Monday, December 12, 2016

Count Your Blessings!

Good morning, and hope y'all have been happy and busy gearing up for Christmas.  I, for one, have been busying myself with shopping, because (A) I love Christmas shopping.  It's something I feel I'm good at -- listening for clues or oftentimes lately just flat out asking the kids and other family members what they want or need -- and then choosing that perfect gift.  Sure, I've had some fails, but it's not for lack of trying!  I put so much thought, effort, and time into Christmas gift-giving, I think it borders on crazy overboard.  But that's just who I am!  A little psycho, perhaps.  And hey, any Christmas could be my last.  Or your last!  Seriously I use Christmastime as an opportunity to splurge a little on special people, at least to the extent we can afford.  I lean more toward the "Opening more gifts is more fun" rather than "I'm just going to give them one big gift or a sum of cash."  So there you have it, my Christmas gift-giving philosophy in a nutshell.

Alrighty then, where was I?  Oh yea ... and (B) I'm probably giving my all to Christmas, maybe even more so than usual, to distract myself from the dismal realities of my health situation.  I had a repeat MRI of the brain on the day before Thanksgiving, then had to wait 9 (excruciating) days for the results, because my neurosurgeon was stuck in Canada for a few days more than he had planned.  The results were great!  No new brain lesions, small ones had disappeared, and the large one was significantly smaller than before.  He believes this is just a "snapshot in time" of the improvement that he expects to continue.  This was wonderful news, but being the realist that I am, I was surprised.  And also skeptical and concerned.  Because during the course of those 9 days, I developed a new symptom.  I have double vision in my left eye when I look way to the left.  At first, it seemed to come and go and I wondered if it was even a thing.  But then it kept happening, and I was like, yes, this is real.  So I expected something to be found that would explain this, but there was nothing.  The neurosurgeon did a quickie quick and limited neuro exam and determined that I had a very mild 6th cranial nerve palsy.  This nerve travels a fairly long distance in the brain, but is nowhere near the tumors I had or the Gamma Knife radiosurgery I underwent, he explained.  He said it's possible that the nerve could just be more sensitive and perhaps this is just a temporary sequelae of the Gamma Knife procedure.  It was a brief conversation and he talks fast, and that's what I understood from him.  He proceeded to call my oncologist to tell her of my "subjective" complaint of left lateral diplopia.  I was told to notify him if it got any worse or if i developed any new neurological symptoms.  I felt somewhat slighted, dismissed, but I have to keep in mind that I am very sensitive to changes in my body, and I usually can tell something is happening very early on, sometimes before scans and exams even show anything.  And so, I successfully robbed myself of happiness that I should have felt after receiving good news from my latest MRI.  Of course we did celebrate on the way home by going out to lunch (which I actually deserve after EVERY cancer appointment,) but it was marred by my own worry and doubt. Mmmmmaybe I'm just going crazy!
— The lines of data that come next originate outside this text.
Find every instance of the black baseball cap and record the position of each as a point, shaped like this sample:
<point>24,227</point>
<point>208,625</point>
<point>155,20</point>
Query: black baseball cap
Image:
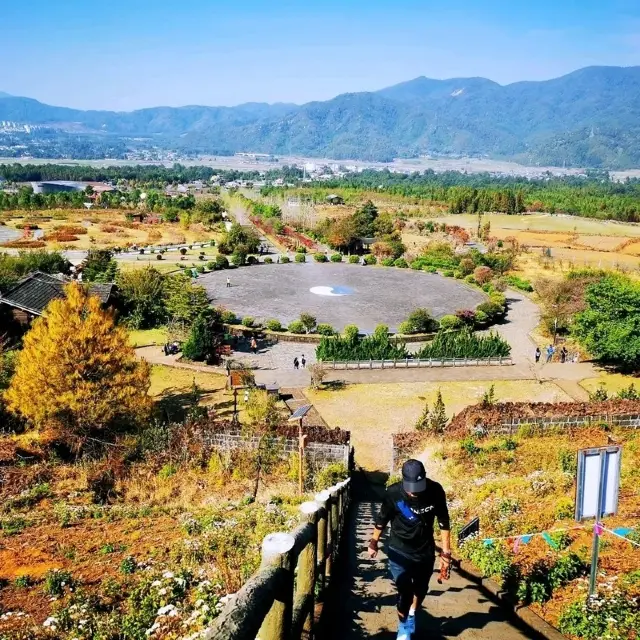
<point>414,477</point>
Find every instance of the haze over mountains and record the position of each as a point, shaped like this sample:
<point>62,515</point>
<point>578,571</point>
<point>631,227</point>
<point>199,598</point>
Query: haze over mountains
<point>588,118</point>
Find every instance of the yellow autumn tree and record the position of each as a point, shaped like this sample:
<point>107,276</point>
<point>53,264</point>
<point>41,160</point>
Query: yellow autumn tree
<point>77,377</point>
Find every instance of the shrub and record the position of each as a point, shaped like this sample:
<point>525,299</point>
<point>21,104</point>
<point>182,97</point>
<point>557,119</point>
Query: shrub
<point>519,283</point>
<point>221,262</point>
<point>449,322</point>
<point>273,325</point>
<point>228,317</point>
<point>55,582</point>
<point>405,328</point>
<point>330,475</point>
<point>482,275</point>
<point>238,259</point>
<point>296,327</point>
<point>465,344</point>
<point>325,329</point>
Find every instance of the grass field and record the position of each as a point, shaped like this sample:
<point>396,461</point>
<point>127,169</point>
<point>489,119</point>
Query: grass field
<point>372,412</point>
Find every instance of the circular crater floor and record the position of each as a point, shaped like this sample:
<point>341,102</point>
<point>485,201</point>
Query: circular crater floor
<point>338,294</point>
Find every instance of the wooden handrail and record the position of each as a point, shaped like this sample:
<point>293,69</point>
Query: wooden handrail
<point>268,606</point>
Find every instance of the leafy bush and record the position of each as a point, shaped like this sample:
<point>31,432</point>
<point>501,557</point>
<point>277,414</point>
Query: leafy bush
<point>296,327</point>
<point>221,262</point>
<point>351,346</point>
<point>519,283</point>
<point>273,325</point>
<point>228,317</point>
<point>449,322</point>
<point>55,582</point>
<point>465,344</point>
<point>325,329</point>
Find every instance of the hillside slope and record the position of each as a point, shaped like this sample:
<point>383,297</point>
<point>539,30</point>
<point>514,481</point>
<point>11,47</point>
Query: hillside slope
<point>590,117</point>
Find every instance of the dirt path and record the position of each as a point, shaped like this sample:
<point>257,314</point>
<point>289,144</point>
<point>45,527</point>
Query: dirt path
<point>363,602</point>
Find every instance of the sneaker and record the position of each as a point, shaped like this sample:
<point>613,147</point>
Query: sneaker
<point>411,624</point>
<point>404,631</point>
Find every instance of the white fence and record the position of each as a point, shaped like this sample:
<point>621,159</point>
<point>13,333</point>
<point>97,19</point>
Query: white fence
<point>416,363</point>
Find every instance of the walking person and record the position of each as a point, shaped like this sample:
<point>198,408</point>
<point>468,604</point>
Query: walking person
<point>412,506</point>
<point>550,351</point>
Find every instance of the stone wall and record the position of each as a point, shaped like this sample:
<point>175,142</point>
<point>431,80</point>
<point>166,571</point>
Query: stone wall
<point>319,454</point>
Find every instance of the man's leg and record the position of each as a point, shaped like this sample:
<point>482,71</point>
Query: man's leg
<point>402,579</point>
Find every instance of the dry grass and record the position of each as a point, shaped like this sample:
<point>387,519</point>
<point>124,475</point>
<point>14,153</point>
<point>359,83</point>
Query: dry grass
<point>372,412</point>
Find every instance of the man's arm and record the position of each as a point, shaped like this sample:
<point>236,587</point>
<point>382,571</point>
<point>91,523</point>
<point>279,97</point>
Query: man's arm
<point>384,515</point>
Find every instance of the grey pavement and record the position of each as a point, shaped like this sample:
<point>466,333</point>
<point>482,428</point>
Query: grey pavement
<point>349,294</point>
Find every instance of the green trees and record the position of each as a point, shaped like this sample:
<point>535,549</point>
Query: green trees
<point>206,336</point>
<point>351,346</point>
<point>465,344</point>
<point>609,327</point>
<point>99,266</point>
<point>142,291</point>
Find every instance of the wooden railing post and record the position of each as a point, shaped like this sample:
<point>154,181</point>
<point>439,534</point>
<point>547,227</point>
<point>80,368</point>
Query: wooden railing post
<point>276,548</point>
<point>322,499</point>
<point>306,570</point>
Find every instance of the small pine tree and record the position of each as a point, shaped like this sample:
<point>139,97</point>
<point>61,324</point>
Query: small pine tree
<point>424,420</point>
<point>438,418</point>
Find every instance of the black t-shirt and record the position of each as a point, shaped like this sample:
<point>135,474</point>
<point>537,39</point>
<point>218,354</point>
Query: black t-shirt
<point>412,518</point>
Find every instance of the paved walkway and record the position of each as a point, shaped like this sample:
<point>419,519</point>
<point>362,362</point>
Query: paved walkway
<point>363,603</point>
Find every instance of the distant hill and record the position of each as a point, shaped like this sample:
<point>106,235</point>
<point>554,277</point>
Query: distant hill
<point>590,117</point>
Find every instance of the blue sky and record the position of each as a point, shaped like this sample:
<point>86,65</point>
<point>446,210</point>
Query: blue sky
<point>129,54</point>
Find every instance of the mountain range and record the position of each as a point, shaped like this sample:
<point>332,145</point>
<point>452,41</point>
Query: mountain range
<point>587,118</point>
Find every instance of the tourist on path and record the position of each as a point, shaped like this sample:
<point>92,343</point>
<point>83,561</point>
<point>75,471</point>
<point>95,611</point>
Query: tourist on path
<point>550,351</point>
<point>412,506</point>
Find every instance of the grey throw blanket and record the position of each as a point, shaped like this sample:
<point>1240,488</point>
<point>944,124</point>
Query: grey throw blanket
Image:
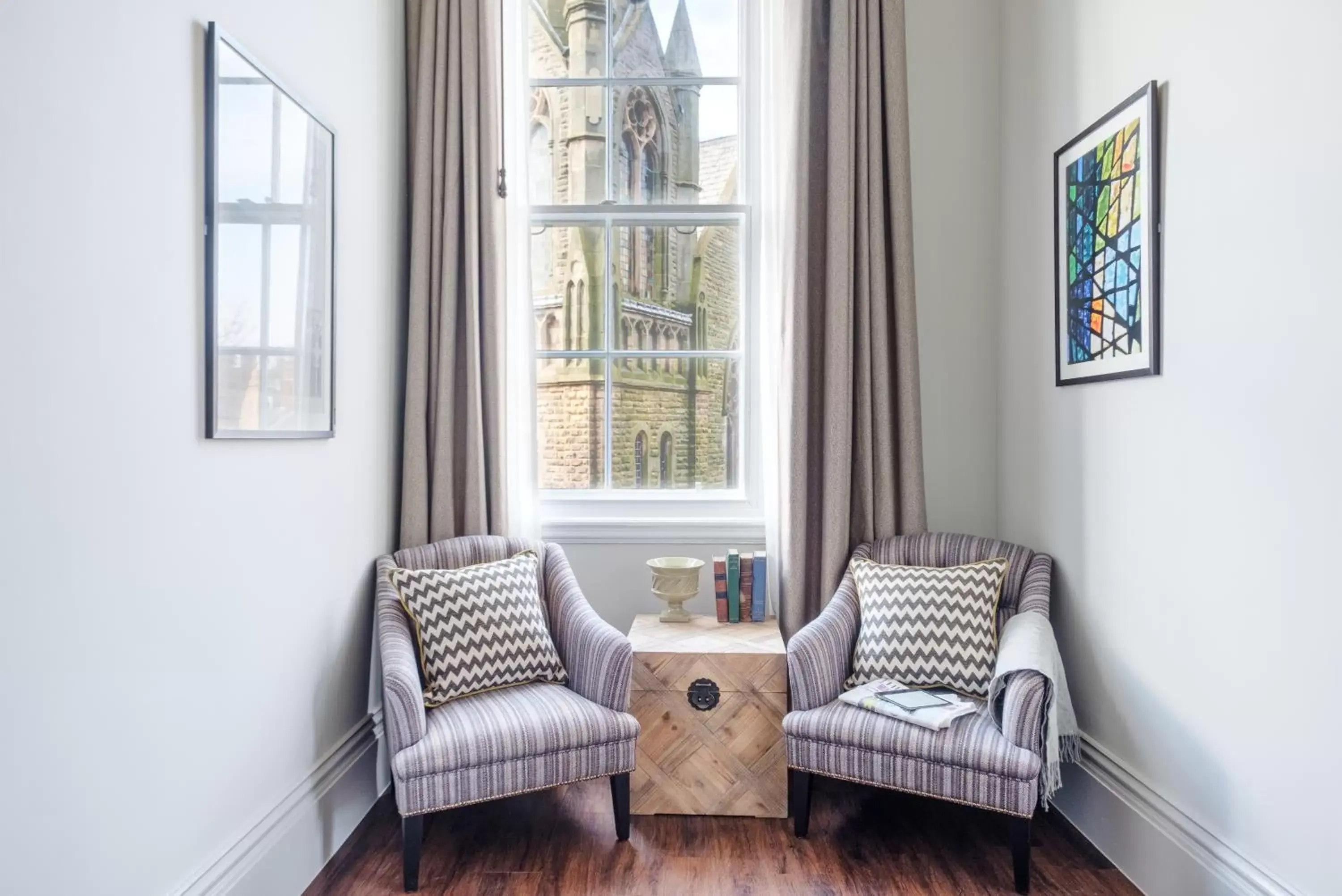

Later that same day, a Friday, I received a call from Dr. C (onc) to say that she had viewed my bone scan and CT scan of the chest, abdomen and pelvis that had been done the previous day.  The scans had not yet been officially read by a radiologist, but she wanted to call with at least some preliminary results.  This is so nice, and refreshing, and considerate!  Every cancer patient knows what that wait is like-- the wait between having the scans and getting the results.  I am so blessed with a kind, compassionate and competent oncologist!  She said that the lung and bone metastases looked stable, but the liver looked worse.  I was already scheduled to see her on the following Tuesday, so we kept that as planned and she said she would definitely have the radiologist's reports by then. It wasn't great news, clearly.  I had to put it out of my mind until Tuesday.

Even though she had prepared me, or tried to prepare me for the potentially bad scan reports, for some reason, I was shocked when she explained that I was to immediately stop Ibrance and Faslodex, and I would be moving on to a different chemotherapy.  She told us of the two chemo options left (yes, just 2) and said that she would look into what, if any, clinical trials were going on now that I might be qualified for.  In the past, when I've had what they call "mixed results" (stability or improvement in some areas, but progression in other areas,) I've had the option to stay on the current treatment and take a "wait and see" approach OR move onto something else.  I brought this up and she was pretty firm on the fact that it was time to move on.  The metastases in the liver were significant enough to warrant a treatment change.  She showed us the "pictures" from the CT, and yes, it was pretty ugly in the liver.  Evidently you don't mess around with enlarging liver mets.

I am scheduled to start on Doxil, a form of Adriamycin, on Friday, 12/16, unless something works out with a clinical trial before then.  Among other side effects such as nausea & vomiting, fatigue, and cytopenias, I'll lose my hair again.  This is low priority, but darnit, I just bought a bottle of shampoo!

VERY upsetting news, all of this!  You just don't know what this takes out of me, my marriage, my family ... how many times can my death be held over us like a black cloud threatening to rain on our picnic at any moment?!  Since learning of the latest results, we threw together a family vacation to one of my favorite places, the Smokies.  It could be our last!  Looking forward to it so much, and I'm so glad that the 3 kids can all be there.  Also, we are paring down Christmas to just us and the kids and Shea (my oldest daughter) and her family.  Trying to make the best out of our situation.  Again.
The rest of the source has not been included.